La piloto de Soficat Xerox ha hecho frente a la inactividad a la que se ha visto forzada los últimos meses y en la primera etapa, entre Lima y Pisco, con 84 kilómetros cronometrados y 247 de enlace, ha cruzado la meta en 31ª posición, a poco más de 12 minutos de la cabeza de carrera.
“Estar aquí es un éxito”, ha confesado entre contenta e insatisfecha a la vez. Y es que Laia Sanz es consciente de que, por un lado, ha estado a punto de perderse el Dakar 2019 por enfermedad, pero por otra parte, su espíritu competitivo la empuja a querer superarse y a luchar por estar entre los 15 primeros.
“Me lo he tomado con calma y no he apretado nada. Después de tanto tiempo sin competir y sin entrenar fuerte, me ha faltado un poco de confianza en las dunas y no he encontrado el ritmo”, ha reconocido. “Aun así, estamos muchos pilotos en pocos minutos y la diferencia no es significativa”, afirma.
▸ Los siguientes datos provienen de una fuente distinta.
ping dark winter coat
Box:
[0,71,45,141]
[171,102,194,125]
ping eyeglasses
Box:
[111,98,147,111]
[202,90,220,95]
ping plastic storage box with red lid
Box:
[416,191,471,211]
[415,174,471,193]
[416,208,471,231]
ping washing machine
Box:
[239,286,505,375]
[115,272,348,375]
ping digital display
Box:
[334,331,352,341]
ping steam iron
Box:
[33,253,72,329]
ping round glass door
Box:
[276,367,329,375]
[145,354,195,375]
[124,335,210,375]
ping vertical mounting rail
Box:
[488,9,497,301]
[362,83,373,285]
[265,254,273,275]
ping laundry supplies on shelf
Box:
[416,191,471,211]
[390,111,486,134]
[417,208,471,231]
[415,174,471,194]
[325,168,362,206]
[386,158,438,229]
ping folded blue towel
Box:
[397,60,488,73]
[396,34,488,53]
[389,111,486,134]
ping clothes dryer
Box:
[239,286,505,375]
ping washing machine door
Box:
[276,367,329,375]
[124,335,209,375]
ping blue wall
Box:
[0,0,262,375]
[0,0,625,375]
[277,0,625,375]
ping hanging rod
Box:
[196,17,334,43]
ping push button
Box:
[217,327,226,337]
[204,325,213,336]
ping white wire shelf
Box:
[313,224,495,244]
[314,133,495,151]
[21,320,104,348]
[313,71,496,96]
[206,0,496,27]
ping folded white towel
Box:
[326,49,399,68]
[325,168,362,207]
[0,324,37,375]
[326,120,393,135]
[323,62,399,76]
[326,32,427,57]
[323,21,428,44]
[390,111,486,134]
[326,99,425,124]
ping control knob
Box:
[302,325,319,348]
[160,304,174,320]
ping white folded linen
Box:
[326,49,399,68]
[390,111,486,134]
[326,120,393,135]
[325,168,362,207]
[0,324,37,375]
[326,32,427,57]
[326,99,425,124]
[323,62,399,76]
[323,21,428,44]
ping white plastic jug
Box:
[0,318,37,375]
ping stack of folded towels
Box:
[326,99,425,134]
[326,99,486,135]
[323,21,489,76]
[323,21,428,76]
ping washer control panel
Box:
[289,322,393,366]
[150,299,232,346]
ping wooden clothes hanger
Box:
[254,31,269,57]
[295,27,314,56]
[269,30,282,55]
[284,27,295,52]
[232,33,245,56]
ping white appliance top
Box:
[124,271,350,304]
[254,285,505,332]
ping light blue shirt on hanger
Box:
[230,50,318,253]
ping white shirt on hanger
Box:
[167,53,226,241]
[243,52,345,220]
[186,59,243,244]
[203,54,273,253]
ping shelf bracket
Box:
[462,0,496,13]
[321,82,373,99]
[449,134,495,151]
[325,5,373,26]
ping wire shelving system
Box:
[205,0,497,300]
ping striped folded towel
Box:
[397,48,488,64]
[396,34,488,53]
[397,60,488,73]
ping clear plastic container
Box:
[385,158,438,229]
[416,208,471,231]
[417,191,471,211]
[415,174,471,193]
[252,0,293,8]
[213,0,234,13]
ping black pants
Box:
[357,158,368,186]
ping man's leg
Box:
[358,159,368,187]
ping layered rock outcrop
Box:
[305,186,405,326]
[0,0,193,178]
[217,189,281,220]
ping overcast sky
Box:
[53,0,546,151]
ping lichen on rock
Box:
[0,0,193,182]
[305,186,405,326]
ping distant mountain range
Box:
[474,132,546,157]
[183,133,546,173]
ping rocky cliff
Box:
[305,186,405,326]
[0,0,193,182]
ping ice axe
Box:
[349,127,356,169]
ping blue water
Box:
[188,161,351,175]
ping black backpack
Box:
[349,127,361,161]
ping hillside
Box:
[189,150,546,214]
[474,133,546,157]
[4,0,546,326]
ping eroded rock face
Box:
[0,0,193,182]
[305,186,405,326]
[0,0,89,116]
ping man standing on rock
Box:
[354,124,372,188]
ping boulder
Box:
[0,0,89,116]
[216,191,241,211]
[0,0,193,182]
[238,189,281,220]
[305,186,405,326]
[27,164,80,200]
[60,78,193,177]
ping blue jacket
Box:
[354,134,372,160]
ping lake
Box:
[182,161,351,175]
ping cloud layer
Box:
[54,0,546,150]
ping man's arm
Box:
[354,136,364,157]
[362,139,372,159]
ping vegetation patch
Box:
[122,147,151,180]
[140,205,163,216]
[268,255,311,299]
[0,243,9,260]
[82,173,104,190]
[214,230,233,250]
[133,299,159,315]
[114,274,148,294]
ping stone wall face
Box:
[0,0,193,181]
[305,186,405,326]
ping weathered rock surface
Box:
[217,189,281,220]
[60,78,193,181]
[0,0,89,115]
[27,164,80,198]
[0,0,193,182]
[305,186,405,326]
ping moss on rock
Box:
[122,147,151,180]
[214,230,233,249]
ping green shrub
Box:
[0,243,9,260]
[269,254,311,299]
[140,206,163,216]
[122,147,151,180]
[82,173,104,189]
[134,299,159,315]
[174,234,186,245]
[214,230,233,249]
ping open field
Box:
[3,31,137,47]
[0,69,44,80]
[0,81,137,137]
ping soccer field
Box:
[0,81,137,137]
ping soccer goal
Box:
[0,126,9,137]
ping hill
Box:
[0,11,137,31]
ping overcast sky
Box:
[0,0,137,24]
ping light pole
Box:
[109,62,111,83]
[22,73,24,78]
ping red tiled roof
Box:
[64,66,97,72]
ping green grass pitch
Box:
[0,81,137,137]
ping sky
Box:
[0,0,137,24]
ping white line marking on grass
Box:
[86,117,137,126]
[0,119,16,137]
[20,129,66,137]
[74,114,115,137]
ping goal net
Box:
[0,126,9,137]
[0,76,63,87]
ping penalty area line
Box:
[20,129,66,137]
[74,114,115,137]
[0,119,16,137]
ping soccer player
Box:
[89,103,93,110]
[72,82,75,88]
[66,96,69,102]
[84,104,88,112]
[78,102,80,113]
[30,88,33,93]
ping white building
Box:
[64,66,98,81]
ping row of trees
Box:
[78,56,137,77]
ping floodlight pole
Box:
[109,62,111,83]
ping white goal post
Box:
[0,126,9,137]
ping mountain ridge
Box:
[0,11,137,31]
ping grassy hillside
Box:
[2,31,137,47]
Este martes Laia afrontará la segunda etapa, entre Pisco y San Juan de Marcona, con 342 km bajo el crono y 211 de enlace. La particularidad de la jornada será que los coches se encargarán de abrir pista esta vez y las motos irán detrás, contrariamente a lo habitual. “Creo que el ritmo será alto porque habrá las trazas de los coches, pero por contra el terreno estará más batido”, augura la de Soficat Xerox y el KTM Rally Factory Team.